La troisième strate est celle du contrôle. Elle est portée par le souci de vérification de l’efficacité des mécanismes mis en place et du remplacement de ceux qui assuraient l’efficacité de l’ancien socle de croyances par ceux qui assureront l’efficacité de la nouvelle croyance. Sur ce point la liste est infinie des moyens par lesquels la société spectaculaire parvient à imposer un contrôle aujourd’hui devenu presque sans faille ou en tout cas ne connaissant que des failles mercantiles, chacun de nous étant désormais, et cela de son propre fait, devenu le meilleur pourvoyeur des éléments qui permettent à ce système de ne laisser personne échapper sa surveillance.

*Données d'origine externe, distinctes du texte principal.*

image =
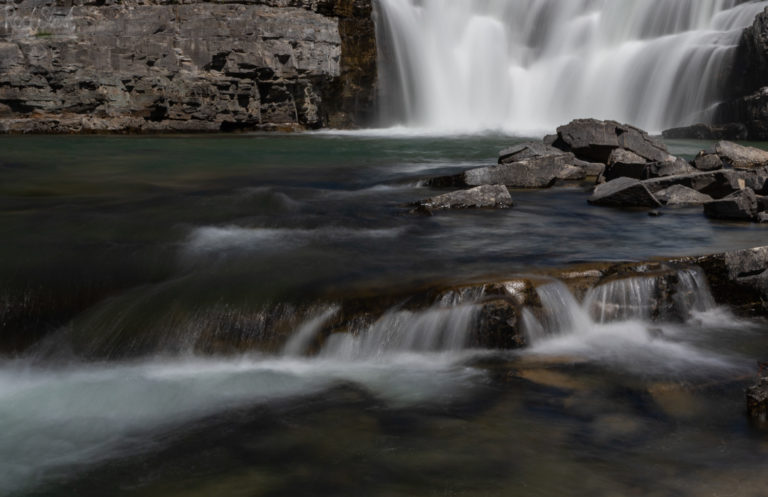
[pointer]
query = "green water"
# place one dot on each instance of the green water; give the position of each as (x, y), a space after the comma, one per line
(133, 242)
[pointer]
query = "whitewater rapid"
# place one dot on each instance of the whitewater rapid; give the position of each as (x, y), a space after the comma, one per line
(528, 66)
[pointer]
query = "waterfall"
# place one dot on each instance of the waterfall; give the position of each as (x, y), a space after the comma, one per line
(638, 299)
(532, 65)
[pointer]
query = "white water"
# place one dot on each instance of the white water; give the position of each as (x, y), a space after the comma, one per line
(528, 66)
(58, 420)
(614, 326)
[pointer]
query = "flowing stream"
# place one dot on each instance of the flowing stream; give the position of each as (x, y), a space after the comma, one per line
(528, 66)
(182, 319)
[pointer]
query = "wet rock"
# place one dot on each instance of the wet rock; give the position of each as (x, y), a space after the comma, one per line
(591, 169)
(717, 184)
(593, 140)
(757, 402)
(707, 161)
(738, 156)
(624, 192)
(527, 150)
(497, 326)
(481, 197)
(681, 196)
(739, 206)
(737, 278)
(536, 172)
(728, 131)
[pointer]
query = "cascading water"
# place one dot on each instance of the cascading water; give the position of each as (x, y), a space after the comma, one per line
(532, 65)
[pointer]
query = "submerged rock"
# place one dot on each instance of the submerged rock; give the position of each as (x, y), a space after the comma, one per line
(757, 401)
(708, 161)
(738, 156)
(527, 150)
(728, 131)
(593, 140)
(739, 206)
(535, 172)
(481, 197)
(624, 192)
(681, 196)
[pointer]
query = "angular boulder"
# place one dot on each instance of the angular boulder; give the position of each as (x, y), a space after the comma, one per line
(527, 150)
(727, 131)
(593, 140)
(707, 161)
(740, 157)
(624, 192)
(757, 401)
(481, 197)
(536, 172)
(739, 206)
(681, 196)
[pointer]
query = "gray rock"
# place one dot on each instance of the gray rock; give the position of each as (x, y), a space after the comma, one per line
(681, 196)
(727, 131)
(717, 184)
(646, 170)
(739, 206)
(188, 66)
(624, 192)
(741, 157)
(757, 401)
(593, 140)
(590, 168)
(706, 161)
(481, 197)
(527, 150)
(537, 172)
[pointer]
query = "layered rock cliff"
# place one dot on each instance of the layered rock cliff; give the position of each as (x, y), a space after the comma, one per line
(189, 65)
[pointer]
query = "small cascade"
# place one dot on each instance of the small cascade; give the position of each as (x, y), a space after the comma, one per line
(298, 343)
(562, 312)
(624, 299)
(438, 329)
(693, 292)
(642, 298)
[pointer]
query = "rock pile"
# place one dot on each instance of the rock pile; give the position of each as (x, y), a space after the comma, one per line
(632, 169)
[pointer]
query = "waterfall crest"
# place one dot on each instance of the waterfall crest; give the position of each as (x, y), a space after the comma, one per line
(531, 65)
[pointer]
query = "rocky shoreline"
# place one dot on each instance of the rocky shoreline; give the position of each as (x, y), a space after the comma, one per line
(632, 170)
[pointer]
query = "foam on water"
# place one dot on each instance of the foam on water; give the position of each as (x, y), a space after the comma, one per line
(217, 238)
(56, 420)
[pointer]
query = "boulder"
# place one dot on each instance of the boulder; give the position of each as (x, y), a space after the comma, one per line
(681, 196)
(527, 150)
(707, 161)
(590, 168)
(646, 170)
(717, 184)
(757, 401)
(739, 206)
(727, 131)
(593, 140)
(624, 192)
(481, 197)
(536, 172)
(738, 156)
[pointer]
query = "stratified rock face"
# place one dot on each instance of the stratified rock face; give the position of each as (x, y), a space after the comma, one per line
(196, 66)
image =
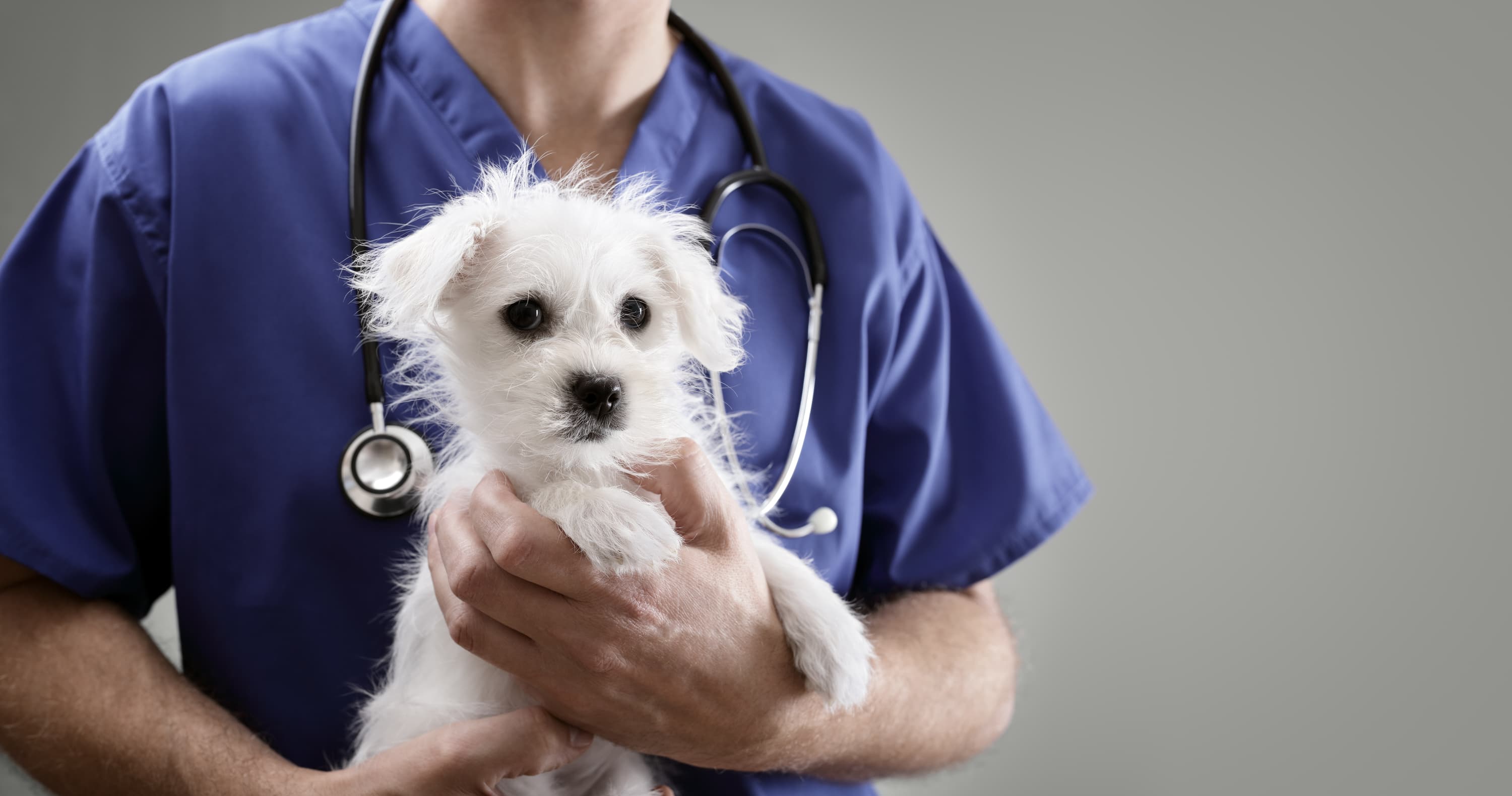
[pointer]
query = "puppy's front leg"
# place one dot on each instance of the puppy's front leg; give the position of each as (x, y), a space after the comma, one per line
(828, 639)
(616, 529)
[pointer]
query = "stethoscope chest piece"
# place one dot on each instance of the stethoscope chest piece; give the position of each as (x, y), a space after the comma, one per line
(383, 470)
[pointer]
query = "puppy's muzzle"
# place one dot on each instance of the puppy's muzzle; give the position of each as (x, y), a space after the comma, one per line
(596, 395)
(596, 405)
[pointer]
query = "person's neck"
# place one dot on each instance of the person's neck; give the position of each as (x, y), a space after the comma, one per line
(575, 76)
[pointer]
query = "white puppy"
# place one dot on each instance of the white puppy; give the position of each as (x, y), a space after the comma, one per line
(560, 333)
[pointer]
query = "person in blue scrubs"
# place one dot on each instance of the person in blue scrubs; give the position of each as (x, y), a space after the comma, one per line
(180, 377)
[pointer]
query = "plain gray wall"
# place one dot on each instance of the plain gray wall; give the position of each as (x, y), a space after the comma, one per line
(1255, 260)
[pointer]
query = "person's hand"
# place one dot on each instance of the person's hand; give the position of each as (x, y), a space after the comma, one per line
(688, 662)
(465, 759)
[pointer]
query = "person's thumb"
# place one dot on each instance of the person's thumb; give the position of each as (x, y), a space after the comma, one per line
(695, 497)
(519, 744)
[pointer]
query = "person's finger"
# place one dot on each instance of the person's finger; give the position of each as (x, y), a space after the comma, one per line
(521, 744)
(527, 544)
(475, 630)
(695, 497)
(477, 579)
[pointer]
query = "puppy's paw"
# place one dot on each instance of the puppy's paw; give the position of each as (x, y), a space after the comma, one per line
(617, 530)
(834, 654)
(828, 638)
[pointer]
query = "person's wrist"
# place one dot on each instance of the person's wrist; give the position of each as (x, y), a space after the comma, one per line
(338, 783)
(787, 736)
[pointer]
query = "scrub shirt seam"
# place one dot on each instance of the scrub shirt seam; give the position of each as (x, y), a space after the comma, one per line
(128, 197)
(1048, 518)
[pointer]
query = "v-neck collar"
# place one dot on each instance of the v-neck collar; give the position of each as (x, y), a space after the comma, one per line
(425, 56)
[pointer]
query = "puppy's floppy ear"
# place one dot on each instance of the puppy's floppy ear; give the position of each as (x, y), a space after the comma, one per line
(412, 279)
(710, 319)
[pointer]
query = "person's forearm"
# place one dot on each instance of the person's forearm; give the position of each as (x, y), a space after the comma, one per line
(90, 706)
(942, 692)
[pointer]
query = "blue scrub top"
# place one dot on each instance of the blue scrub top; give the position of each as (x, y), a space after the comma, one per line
(182, 374)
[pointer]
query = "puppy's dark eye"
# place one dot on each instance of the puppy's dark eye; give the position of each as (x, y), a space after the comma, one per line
(634, 313)
(524, 315)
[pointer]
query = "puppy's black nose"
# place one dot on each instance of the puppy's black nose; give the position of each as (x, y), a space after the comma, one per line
(596, 395)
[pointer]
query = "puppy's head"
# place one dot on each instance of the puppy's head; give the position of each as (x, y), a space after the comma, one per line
(560, 319)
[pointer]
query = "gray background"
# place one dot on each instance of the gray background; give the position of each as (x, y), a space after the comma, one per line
(1255, 260)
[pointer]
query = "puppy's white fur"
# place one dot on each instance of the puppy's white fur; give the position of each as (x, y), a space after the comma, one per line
(580, 254)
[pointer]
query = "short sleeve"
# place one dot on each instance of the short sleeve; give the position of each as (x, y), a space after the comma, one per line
(965, 472)
(82, 405)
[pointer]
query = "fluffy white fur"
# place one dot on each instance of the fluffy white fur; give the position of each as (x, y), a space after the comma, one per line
(442, 292)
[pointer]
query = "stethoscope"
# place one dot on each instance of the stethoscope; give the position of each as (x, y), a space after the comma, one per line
(385, 466)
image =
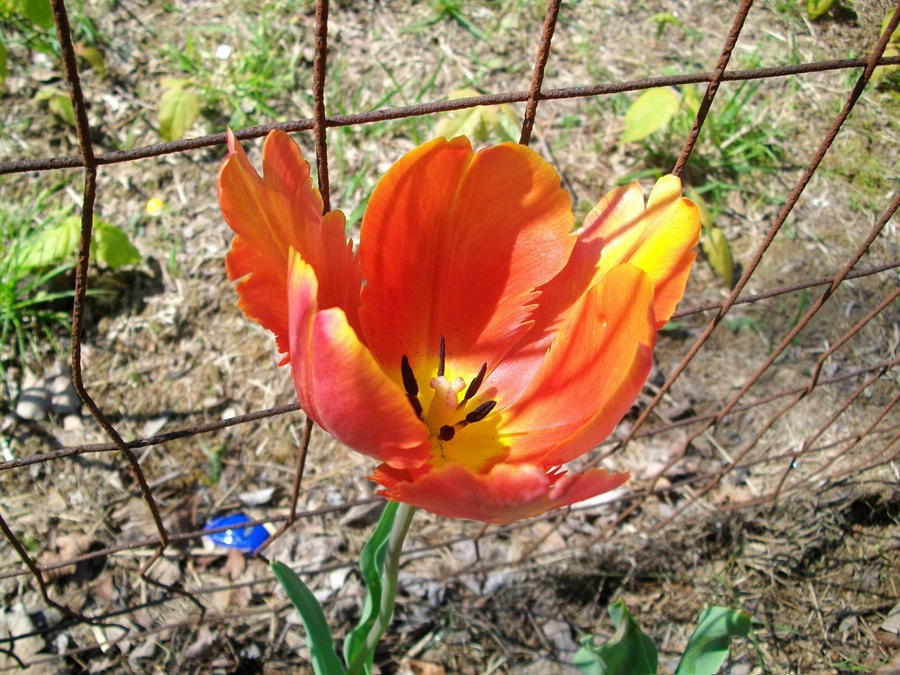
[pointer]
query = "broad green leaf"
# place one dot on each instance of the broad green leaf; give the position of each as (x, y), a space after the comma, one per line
(708, 646)
(691, 97)
(59, 103)
(718, 252)
(816, 8)
(178, 108)
(36, 11)
(61, 106)
(110, 246)
(371, 563)
(628, 652)
(54, 245)
(325, 660)
(650, 112)
(93, 56)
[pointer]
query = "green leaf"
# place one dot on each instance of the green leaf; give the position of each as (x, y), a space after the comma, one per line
(708, 646)
(36, 11)
(59, 103)
(325, 660)
(628, 652)
(110, 246)
(478, 123)
(52, 246)
(178, 108)
(371, 563)
(650, 112)
(816, 8)
(718, 252)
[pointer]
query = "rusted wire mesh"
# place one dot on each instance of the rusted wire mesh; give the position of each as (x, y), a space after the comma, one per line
(824, 458)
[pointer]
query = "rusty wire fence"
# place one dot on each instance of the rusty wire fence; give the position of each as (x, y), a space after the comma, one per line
(869, 441)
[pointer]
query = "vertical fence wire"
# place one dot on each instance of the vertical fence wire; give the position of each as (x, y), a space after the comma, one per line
(319, 124)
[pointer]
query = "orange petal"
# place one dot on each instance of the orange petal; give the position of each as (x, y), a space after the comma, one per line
(660, 241)
(339, 384)
(269, 216)
(454, 244)
(507, 493)
(591, 375)
(619, 212)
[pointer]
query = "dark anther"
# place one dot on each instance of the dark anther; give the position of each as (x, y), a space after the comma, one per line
(475, 384)
(480, 412)
(415, 404)
(409, 378)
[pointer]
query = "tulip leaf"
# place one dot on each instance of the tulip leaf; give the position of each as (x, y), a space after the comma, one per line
(371, 563)
(325, 660)
(817, 8)
(628, 652)
(708, 646)
(110, 246)
(59, 104)
(58, 244)
(718, 252)
(37, 12)
(53, 245)
(178, 108)
(650, 112)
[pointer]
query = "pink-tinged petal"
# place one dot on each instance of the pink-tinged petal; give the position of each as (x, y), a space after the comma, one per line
(271, 215)
(591, 375)
(660, 242)
(506, 493)
(454, 243)
(339, 384)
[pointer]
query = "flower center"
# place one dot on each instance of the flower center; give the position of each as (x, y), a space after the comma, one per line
(446, 414)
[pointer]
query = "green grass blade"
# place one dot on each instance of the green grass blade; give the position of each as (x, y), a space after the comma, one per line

La quatrième strate, sans doute la plus importante, est celle sur laquelle s’organisent les nouveaux modes de la « fiance ». Il faut déterminer ce qui va tomber sous le coup de la méfiance et ce qui va pouvoir être porté par l’activité psychique qui rend possible la confiance.

Conclusion

Chacun a pu associer avec chacun des points évoqués ici telle ou telle chose, action, loi, faits avérés, attitude de l’état, etc. il est devenu impossible de nier l’étendue de l’emprise du systèmes marchand et spectaculaire sur nos existences ni le caractère destructeur de ce pouvoir. Mais il reste difficile de parvenir à « croire » à cet « absolu » du mensonge. On est encore loin d’avoir permis à cette idée d’avoir atteint le centre névralgique qui permet de déclencher en chacun de nous les forces libératrices qui nous conduiraient à passer à l’action. C’est à étudier à la fois les conditions de possibilités d’une telle introjection psychique du « vrai » et les conséquences que cela peut avoir sur l’existence, que nous consacrerons, toujours à partir des textes de Debord, la prochaine séance.